Enhancing Food-Domain Question Answering with a Multimodal Knowledge Graph: Hybrid QA Generation and Diversity Analysis
This work addresses the need for accurate and varied food-related QA systems, though it is incremental as it builds on existing multimodal and generative methods.
The paper tackled the problem of generating reliable and diverse question-answering pairs in the food domain by combining a multimodal knowledge graph with generative AI, resulting in improvements such as a 16.2% increase in BERTScore and a 37.8% reduction in FID.

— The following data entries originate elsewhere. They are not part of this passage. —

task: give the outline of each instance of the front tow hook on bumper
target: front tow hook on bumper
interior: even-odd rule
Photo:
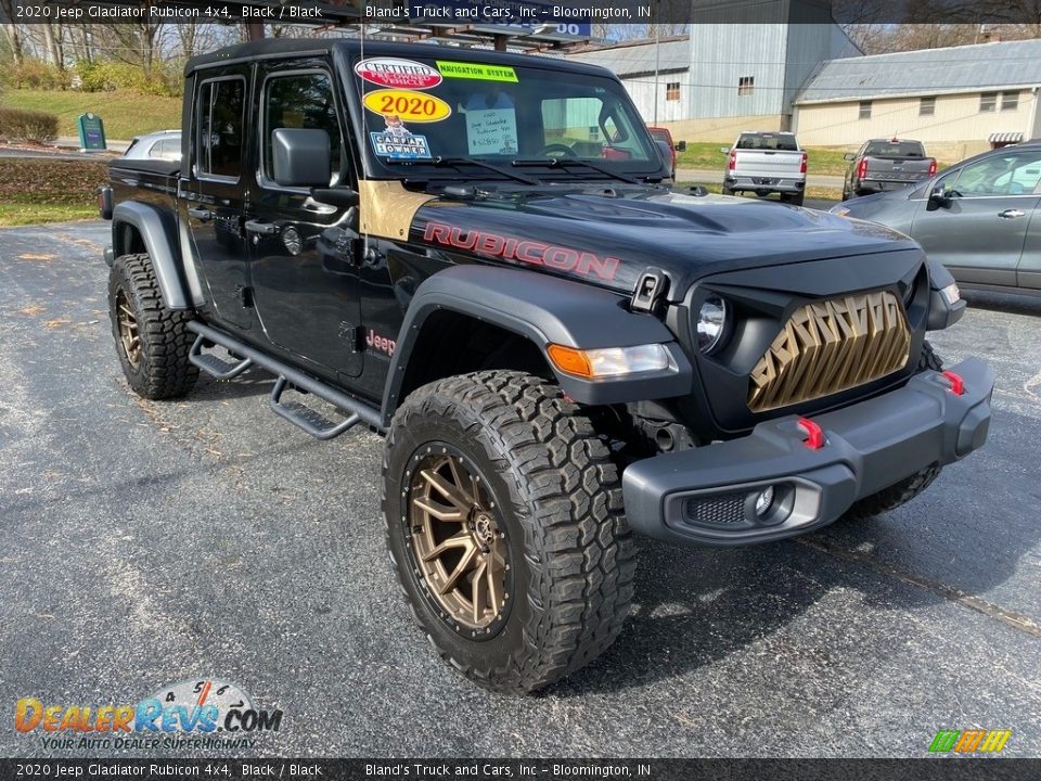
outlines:
[[[981,447],[993,385],[990,367],[969,358],[839,410],[766,421],[738,439],[638,461],[622,475],[629,525],[717,546],[819,528],[854,501]]]

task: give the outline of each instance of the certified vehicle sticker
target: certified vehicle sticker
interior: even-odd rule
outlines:
[[[411,90],[375,90],[365,95],[365,108],[402,121],[441,121],[452,114],[440,98]]]
[[[437,67],[445,78],[470,78],[481,81],[511,81],[517,82],[517,72],[504,65],[487,65],[485,63],[460,63],[438,60]]]
[[[441,82],[441,75],[429,65],[398,57],[372,57],[355,65],[355,73],[381,87],[429,89]]]

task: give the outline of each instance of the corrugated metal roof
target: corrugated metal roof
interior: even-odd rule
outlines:
[[[654,73],[654,41],[603,49],[590,49],[568,54],[568,60],[600,65],[612,71],[618,78]],[[691,41],[686,36],[661,41],[658,71],[686,71],[691,66]]]
[[[830,60],[810,77],[796,104],[1017,85],[1041,85],[1041,40]]]

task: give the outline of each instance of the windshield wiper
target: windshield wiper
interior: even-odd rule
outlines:
[[[542,159],[518,159],[513,161],[511,165],[515,166],[548,166],[550,168],[567,168],[568,166],[582,166],[591,170],[604,174],[612,177],[613,179],[618,179],[619,181],[629,182],[630,184],[641,184],[642,182],[639,179],[635,179],[627,174],[619,174],[618,171],[613,171],[611,168],[606,168],[596,163],[592,163],[588,159],[582,159],[580,157],[544,157]]]
[[[523,174],[516,174],[509,168],[502,168],[497,165],[492,165],[479,157],[435,157],[434,159],[417,159],[417,161],[406,161],[406,159],[387,159],[384,161],[387,165],[430,165],[435,168],[450,167],[459,168],[464,165],[473,165],[478,168],[484,168],[485,170],[494,171],[501,176],[506,177],[507,179],[513,179],[514,181],[523,182],[524,184],[538,185],[541,182],[538,179],[532,179],[531,177],[526,177]]]

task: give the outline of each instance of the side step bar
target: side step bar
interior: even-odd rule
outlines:
[[[271,409],[293,425],[303,428],[312,437],[317,439],[332,439],[348,428],[352,428],[358,423],[364,423],[381,434],[386,433],[386,428],[383,426],[382,415],[376,407],[372,407],[364,401],[348,396],[332,385],[327,385],[321,380],[305,374],[288,363],[283,363],[277,358],[272,358],[209,325],[204,325],[201,322],[190,322],[188,329],[198,334],[198,338],[195,340],[192,351],[189,354],[189,360],[191,360],[192,363],[219,380],[237,376],[250,366],[267,369],[278,376],[278,382],[275,382],[274,388],[271,390],[271,399],[269,402]],[[229,353],[242,356],[242,360],[239,363],[231,364],[214,356],[203,354],[201,350],[204,341],[213,342]],[[319,412],[304,405],[295,401],[283,401],[282,394],[285,393],[288,387],[313,394],[318,398],[333,405],[333,407],[346,412],[347,418],[339,423],[333,423]]]

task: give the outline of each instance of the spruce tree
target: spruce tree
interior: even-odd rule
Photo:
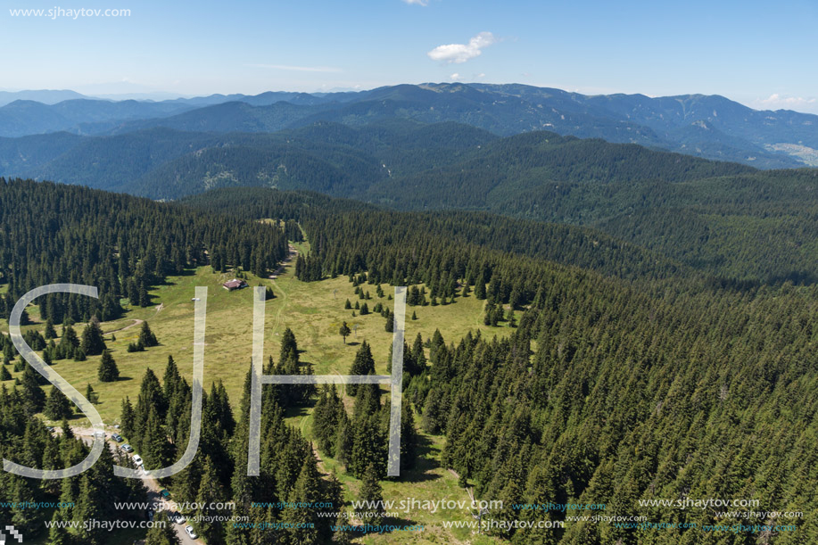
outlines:
[[[151,348],[159,344],[156,335],[151,331],[151,326],[148,326],[147,322],[142,322],[142,329],[139,331],[139,343],[145,348]]]
[[[125,396],[122,400],[122,409],[120,412],[120,427],[126,437],[130,437],[134,431],[134,406],[131,405],[130,399]]]
[[[50,318],[45,320],[45,331],[43,333],[43,335],[46,340],[55,339],[57,337],[57,331],[54,328],[54,321]]]
[[[317,543],[318,528],[323,519],[317,515],[317,508],[307,505],[323,500],[321,498],[321,479],[316,468],[315,458],[310,454],[304,458],[295,486],[287,498],[297,508],[284,510],[281,519],[289,523],[286,533],[291,543]]]
[[[372,351],[369,344],[363,341],[360,348],[355,354],[355,360],[350,367],[350,375],[369,375],[375,374],[375,359],[372,357]],[[359,384],[348,384],[346,385],[347,395],[355,395]]]
[[[82,341],[79,343],[82,351],[87,356],[97,356],[103,353],[107,347],[105,341],[103,339],[103,331],[100,329],[99,322],[92,319],[86,328],[82,331]]]
[[[346,338],[350,336],[350,334],[352,332],[350,329],[350,326],[346,325],[346,322],[343,322],[341,325],[341,329],[338,330],[338,333],[341,334],[341,337],[343,339],[343,343],[346,344]]]
[[[22,402],[29,416],[40,412],[45,406],[45,392],[40,388],[37,376],[39,374],[34,367],[27,365],[22,375]]]
[[[181,545],[178,536],[176,534],[173,521],[169,519],[168,511],[159,511],[153,516],[154,523],[164,523],[163,524],[154,524],[148,530],[145,538],[145,545]]]
[[[366,508],[366,516],[363,516],[364,523],[373,526],[381,525],[384,522],[383,489],[378,483],[377,472],[372,464],[368,465],[364,471],[358,498],[360,501],[368,502],[368,505],[371,506]]]
[[[73,415],[72,407],[72,403],[65,397],[65,394],[60,392],[59,388],[53,386],[51,393],[48,394],[48,400],[45,401],[43,414],[49,420],[62,420]]]
[[[103,383],[116,382],[120,378],[120,369],[117,368],[117,363],[107,350],[103,351],[103,359],[99,363],[99,369],[96,375],[99,380]]]

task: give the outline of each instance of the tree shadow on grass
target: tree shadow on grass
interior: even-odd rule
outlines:
[[[415,465],[410,469],[401,469],[401,476],[395,480],[401,483],[425,483],[440,479],[441,475],[434,473],[441,465],[432,456],[432,442],[426,435],[418,434],[416,437],[417,444]]]

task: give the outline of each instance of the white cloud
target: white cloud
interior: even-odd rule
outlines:
[[[814,104],[814,98],[804,98],[801,96],[781,96],[778,93],[773,93],[767,98],[756,101],[765,108],[803,108],[805,106]]]
[[[270,70],[283,70],[295,72],[340,72],[340,68],[331,66],[290,66],[287,64],[248,64],[252,68],[269,68]]]
[[[444,62],[466,62],[469,59],[477,57],[482,50],[492,44],[496,44],[497,38],[491,32],[481,32],[467,44],[448,44],[438,45],[426,54],[433,61],[442,61]]]

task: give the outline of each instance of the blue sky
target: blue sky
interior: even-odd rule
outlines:
[[[3,0],[0,87],[257,94],[484,81],[818,113],[818,3]],[[129,17],[10,10],[129,9]]]

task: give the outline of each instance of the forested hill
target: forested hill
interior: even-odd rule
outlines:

We propose a unified food-domain QA framework that combines a large-scale multimodal knowledge graph (MMKG) with generative AI. Our MMKG links 13,000 recipes, 3,000 ingredients, 140,000 relations, and 14,000 images. We generate 40,000 QA pairs using 40 templates and LLaVA/DeepSeek augmentation. Joint fine-tuning of Meta LLaMA 3.1-8B and Stable Diffusion 3.5-Large improves BERTScore by 16.2\%, reduces FID by 37.8\%, and boosts CLIP alignment by 31.1\%. Diagnostic analyses-CLIP-based mismatch detection (35.2\% to 7.3\%) and LLaVA-driven hallucination checks-ensure factual and visual fidelity. A hybrid retrieval-generation strategy achieves 94.1\% accurate image reuse and 85\% adequacy in synthesis. Our results demonstrate that structured knowledge and multimodal generation together enhance reliability and diversity in food QA.